For me (more than one thing) :
- Generating Parsers with unbound look-ahead uses a lot of memory to do statically so none (or very little) of the processing is done during run-time.
- Follow predictions are a PITA: you have to analyze all possible parse paths coming into the given rule, walk the context stack to disambiguate the offending lock(s), and keep stepping ahead and only accept if the parent contexts can parse and that state can also accept (this was a nightmare, but I think I have it...?) I'm writing the prediction discriminator logic now (my most recent task.) Dangling else isn't an issue because iirc it is aware that the parent context is on an edge state once the current rule exits, and I apply to the maximal munch principle.
- Lexical Ambiguities: I'm a glutton for punishment, I used includes to allow complex grammars to span multiple files. To avoid issues with parse order and precedence on the user's side (you can still specify which trumps the other, but this trumping order is 'always on' if used) I allow for lexical ambiguities to create new parse states and following those ambiguity identities you can figure out which path was actually intended.
- To solve the memory issue, I decided that I would use: a symbol stack, an active rule context, recursive descent, and reductions.
- Reductions some of solve the issue of memory by identifying where multiple paths of a prediction all enter the same rule on the same state, parsing that rule, and evaluate what comes after that rule. This abates some of the issues with the look-ahead requirements, but adds more complexity when the follow-state of that rule is ambiguous with the prediction! I haven't even gotten to this issue :(
- AST Generation: making this look easy is the hard part. It should just work (I will focus on refining it once everything else is done.)
- It's so easy to create grammars that are simple but yield an exponential state explosion. I need to do more research to detect this ahead of time so I don't waste time on processing something useless, so the user has a better experience than 'Out of Memory Exception'.
If this ends up working as intended, I'll be astonished, because when I started this eight years ago, I didn't have an effing clue. I still probably don't, but I at least know what I want to do now. The grammars define no semantic predicates, nor actions on lexical matches, so the generator has to do all the work. So far (without error context) it's 50-80 times faster than my own hand-written parser for its own language, until I found that I wasn't handling lexical ambiguities on follow states and now have to fully implement them to do a proper comparison.
Edit:
The goal with this LL(*) approach is there is very little back-tracking employed. The only time it should need to is when it's handling left-recursive rules and it has no choice to do so because it has to fall to a weaker prediction mechanism to yield a preliminary identity onto the stack that it can use to move forward, then rinse and repeat.

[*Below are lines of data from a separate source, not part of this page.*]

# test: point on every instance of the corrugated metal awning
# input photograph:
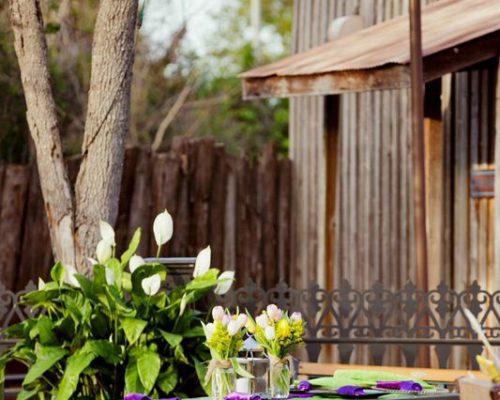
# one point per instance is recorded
(372, 58)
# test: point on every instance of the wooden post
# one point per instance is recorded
(496, 271)
(418, 157)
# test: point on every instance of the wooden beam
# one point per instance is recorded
(389, 76)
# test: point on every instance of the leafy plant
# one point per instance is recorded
(116, 332)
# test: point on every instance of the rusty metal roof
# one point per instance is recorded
(445, 24)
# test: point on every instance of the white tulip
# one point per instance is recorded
(104, 251)
(151, 285)
(107, 232)
(233, 327)
(163, 228)
(274, 312)
(217, 313)
(209, 330)
(262, 320)
(135, 262)
(242, 320)
(202, 264)
(70, 277)
(296, 316)
(110, 276)
(270, 332)
(226, 319)
(225, 282)
(183, 304)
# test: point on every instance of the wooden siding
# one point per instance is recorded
(373, 219)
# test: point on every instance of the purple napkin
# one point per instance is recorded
(408, 386)
(304, 386)
(140, 396)
(241, 396)
(351, 390)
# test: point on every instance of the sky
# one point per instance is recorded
(163, 17)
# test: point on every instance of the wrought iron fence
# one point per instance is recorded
(378, 317)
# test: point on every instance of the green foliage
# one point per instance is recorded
(105, 337)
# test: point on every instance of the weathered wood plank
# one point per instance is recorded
(12, 210)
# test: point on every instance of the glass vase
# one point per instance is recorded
(223, 383)
(279, 380)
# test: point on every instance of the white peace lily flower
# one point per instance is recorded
(274, 312)
(183, 304)
(242, 320)
(107, 232)
(135, 262)
(217, 313)
(225, 282)
(209, 330)
(262, 320)
(163, 228)
(104, 251)
(233, 327)
(110, 276)
(151, 285)
(202, 264)
(70, 277)
(296, 316)
(270, 332)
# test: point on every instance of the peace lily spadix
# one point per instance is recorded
(202, 264)
(163, 229)
(151, 285)
(121, 329)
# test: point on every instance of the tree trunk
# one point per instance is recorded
(73, 221)
(31, 50)
(99, 178)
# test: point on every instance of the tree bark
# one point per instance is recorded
(99, 178)
(74, 220)
(31, 50)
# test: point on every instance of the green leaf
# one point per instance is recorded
(133, 328)
(207, 280)
(132, 247)
(27, 394)
(57, 273)
(167, 381)
(172, 339)
(75, 366)
(239, 369)
(45, 331)
(132, 381)
(46, 358)
(180, 356)
(148, 366)
(104, 349)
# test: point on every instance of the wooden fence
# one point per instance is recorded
(237, 204)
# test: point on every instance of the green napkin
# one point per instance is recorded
(363, 378)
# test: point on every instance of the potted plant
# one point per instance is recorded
(117, 331)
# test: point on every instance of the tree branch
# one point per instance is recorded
(31, 50)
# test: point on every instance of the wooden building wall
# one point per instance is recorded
(369, 236)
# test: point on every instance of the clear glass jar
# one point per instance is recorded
(223, 382)
(258, 367)
(279, 380)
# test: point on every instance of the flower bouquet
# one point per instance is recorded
(278, 333)
(224, 339)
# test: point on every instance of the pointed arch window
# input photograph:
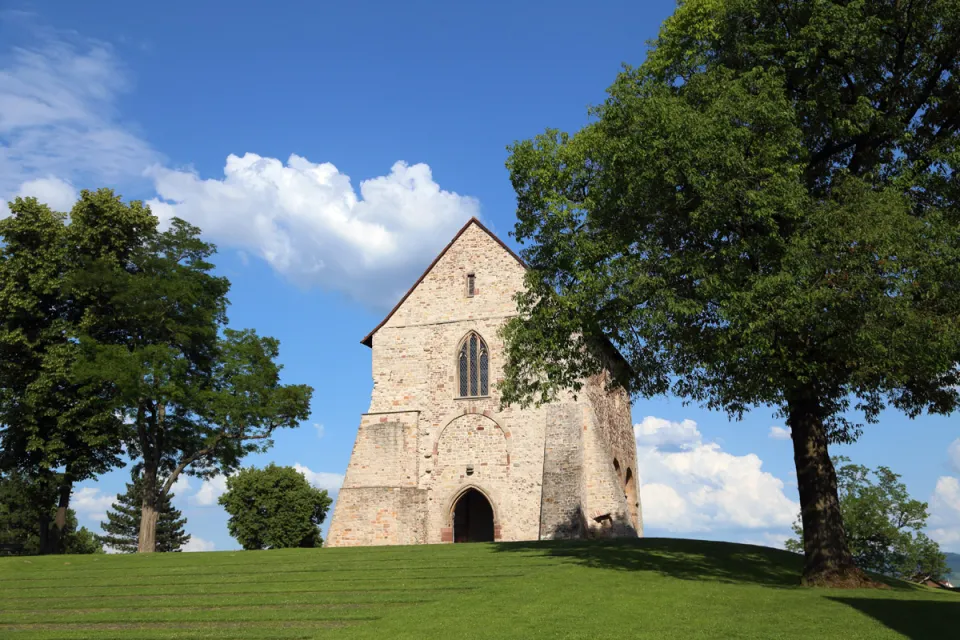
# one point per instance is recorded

Edit 2: Redacting the following, turns out the issue is more complex :) The sample I gave it had zero issues with :(
'No Alt Indirect Left Recursion' is when you have something like:
A ::= B | C;
B ::= A '[' ']';
C ::= "Other";
Without code to properly identify these 'No Alt Indirect Left Recursion' states, it will recurse infinitely because there's no fall-back to choose first, it would always predict 'B' if it has: Other[].